Schlingnatter und Zauneidechse verhindern Baugebiet in Gaggenau-Michelbach

Schöne Hanglage, nach Süden exponiert, nah am Ortskern. Doch in der „Tasch“ in Gaggenau-Michelbach werden keine neuen Wohnhäuser entstehen. Schlingnatter und Zauneidechsen bedeuten das Aus für den Bebauungsplan.

Schlingnatter in Bretten-Sprantal_2.
Eine Schlingnatter. Die Tiere sind streng geschützt nach Paragraf 44 des Bundesnaturschutzgesetzes. Foto: Tom Rebel

Es hätte schnell gehen sollen, nun wurde gar nichts aus dem Vorhaben: Bereits Ende 2019 hatte der Gemeinderat die Aufstellung eines Bebauungsplan „Tasch“ in Michelbach beschlossen, im beschleunigten Verfahren nach Paragraf 13b des Baugesetzbuches. 18 neue Bauplätze, ausschließlich Einzelhäuser, maximal 36 Wohneinheiten hatte man im Blick. Daraus wird nun nichts.

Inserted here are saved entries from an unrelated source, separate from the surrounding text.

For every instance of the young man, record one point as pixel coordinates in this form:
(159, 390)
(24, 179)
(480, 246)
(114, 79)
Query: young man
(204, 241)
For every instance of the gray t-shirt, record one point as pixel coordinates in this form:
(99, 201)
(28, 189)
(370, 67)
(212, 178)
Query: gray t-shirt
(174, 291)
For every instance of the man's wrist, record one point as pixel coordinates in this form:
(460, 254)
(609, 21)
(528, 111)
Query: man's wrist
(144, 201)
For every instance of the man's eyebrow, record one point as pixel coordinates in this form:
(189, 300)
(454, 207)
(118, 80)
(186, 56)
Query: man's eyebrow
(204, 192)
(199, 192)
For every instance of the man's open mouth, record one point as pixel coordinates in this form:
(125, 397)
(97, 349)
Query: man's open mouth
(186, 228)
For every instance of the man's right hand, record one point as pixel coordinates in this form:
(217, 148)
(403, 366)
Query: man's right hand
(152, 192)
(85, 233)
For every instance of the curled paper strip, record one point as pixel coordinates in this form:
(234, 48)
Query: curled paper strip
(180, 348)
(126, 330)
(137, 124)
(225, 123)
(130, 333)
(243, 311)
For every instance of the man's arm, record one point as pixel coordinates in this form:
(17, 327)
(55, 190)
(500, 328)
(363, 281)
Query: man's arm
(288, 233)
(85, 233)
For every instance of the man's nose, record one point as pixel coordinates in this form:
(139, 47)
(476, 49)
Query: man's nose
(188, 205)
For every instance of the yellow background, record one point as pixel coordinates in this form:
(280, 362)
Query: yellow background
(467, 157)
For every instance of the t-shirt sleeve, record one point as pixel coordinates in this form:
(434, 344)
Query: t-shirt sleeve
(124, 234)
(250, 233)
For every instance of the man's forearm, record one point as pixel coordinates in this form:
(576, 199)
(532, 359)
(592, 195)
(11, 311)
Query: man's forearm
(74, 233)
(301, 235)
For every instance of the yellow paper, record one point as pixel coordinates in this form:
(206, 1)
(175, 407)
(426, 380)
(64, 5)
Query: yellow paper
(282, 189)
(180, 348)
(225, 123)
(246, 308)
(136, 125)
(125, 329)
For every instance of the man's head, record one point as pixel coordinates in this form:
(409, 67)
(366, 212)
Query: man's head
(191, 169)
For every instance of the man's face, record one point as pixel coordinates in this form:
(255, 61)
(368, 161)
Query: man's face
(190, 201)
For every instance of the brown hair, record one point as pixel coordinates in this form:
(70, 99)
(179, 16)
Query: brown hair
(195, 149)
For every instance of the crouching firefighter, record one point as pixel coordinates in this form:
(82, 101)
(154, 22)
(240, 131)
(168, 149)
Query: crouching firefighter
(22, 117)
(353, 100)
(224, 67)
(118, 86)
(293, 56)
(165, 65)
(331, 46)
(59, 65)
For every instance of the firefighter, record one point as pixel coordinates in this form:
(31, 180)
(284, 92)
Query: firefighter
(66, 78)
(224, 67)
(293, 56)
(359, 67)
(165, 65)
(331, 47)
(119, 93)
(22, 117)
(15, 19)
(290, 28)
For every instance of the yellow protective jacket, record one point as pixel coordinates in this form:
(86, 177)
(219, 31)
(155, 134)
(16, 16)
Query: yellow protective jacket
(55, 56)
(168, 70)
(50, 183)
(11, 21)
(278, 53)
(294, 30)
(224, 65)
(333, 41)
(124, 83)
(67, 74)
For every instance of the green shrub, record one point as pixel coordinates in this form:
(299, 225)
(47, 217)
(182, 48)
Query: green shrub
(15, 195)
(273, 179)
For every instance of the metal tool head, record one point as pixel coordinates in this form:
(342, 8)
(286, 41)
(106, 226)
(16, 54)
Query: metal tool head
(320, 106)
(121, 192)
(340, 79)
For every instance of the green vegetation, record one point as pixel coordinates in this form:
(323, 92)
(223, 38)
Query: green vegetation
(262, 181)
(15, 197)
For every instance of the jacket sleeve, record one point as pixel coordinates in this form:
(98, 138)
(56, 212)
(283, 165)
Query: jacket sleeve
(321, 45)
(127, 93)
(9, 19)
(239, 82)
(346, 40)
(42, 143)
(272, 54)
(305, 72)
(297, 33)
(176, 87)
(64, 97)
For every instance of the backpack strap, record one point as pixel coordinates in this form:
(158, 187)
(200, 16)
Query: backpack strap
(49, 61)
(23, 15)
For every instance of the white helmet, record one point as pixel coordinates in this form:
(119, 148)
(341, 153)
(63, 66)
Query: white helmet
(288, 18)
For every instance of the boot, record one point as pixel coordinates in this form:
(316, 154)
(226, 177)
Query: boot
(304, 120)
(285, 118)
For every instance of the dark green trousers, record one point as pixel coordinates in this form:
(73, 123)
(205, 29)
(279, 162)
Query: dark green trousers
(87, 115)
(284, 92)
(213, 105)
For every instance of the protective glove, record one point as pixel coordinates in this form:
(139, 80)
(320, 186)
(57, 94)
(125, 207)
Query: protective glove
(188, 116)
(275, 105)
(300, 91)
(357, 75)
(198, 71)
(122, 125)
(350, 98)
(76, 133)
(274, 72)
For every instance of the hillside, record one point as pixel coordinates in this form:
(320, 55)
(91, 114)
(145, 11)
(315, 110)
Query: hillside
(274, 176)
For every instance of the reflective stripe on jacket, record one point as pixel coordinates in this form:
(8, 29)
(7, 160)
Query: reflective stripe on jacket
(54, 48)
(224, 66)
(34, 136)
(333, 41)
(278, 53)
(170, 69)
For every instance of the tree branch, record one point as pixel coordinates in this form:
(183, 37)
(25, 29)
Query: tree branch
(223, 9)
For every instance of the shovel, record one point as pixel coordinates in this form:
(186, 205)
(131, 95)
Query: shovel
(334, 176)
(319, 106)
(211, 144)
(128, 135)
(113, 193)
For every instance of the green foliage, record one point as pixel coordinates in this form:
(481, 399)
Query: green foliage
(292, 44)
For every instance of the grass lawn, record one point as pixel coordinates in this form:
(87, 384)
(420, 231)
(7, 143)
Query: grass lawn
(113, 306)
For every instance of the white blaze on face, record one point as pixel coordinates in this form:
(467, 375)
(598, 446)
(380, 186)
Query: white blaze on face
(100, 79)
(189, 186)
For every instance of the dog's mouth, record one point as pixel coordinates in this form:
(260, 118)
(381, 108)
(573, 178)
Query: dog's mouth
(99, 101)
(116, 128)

Wir haben wahnsinnig viel Energie da rein gesteckt.
Ralf Jungfermann
Ortsvorsteher von Michelbach

Einstimmig empfahl der Ortschaftsrat von Michelbach am Mittwoch dem Gemeinderat, das Verfahren zur Aufstellung des Bebauungsplans abzubrechen. Ortsvorsteher Ralf Jungfermann brachte die Stimmung am Ende auf den Punkt: „Das ist ausgesprochen ärgerlich. Wir haben wahnsinnig viel Energie da rein gesteckt, aber solange sich diese Schlange dort tummelt, haben wir keine Chance.“

Oberbürgermeister Michael Pfeiffer (parteilos) hätte das Baugebiet auch gerne realisiert gesehen. Doch er gewann der Situation etwas Positives ab: Zwar finde man in der Großen Kreisstadt Gaggenau beinahe bei jedem potenziellen Baugebiet hoch schützenswerte Arten – „weil wir uns halt in einer naturnahen Umgebung befinden.“

Ausgleichsfläche wäre größer als das Baugebiet in Gaggenau-Michelbach

Christine Dibos hatte zuvor den Sachverhalt unmissverständlich dargelegt. Sie ist in der Abteilung Stadtplanung im Rathaus mit dem Thema befasst. Im Regionalplan war die „Tasch“ mit 1,8 Hektar als Siedlungserweiterungsfläche dargestellt. Nicht nur das steile Gelände erwies sich von Anfang an als große Herausforderung.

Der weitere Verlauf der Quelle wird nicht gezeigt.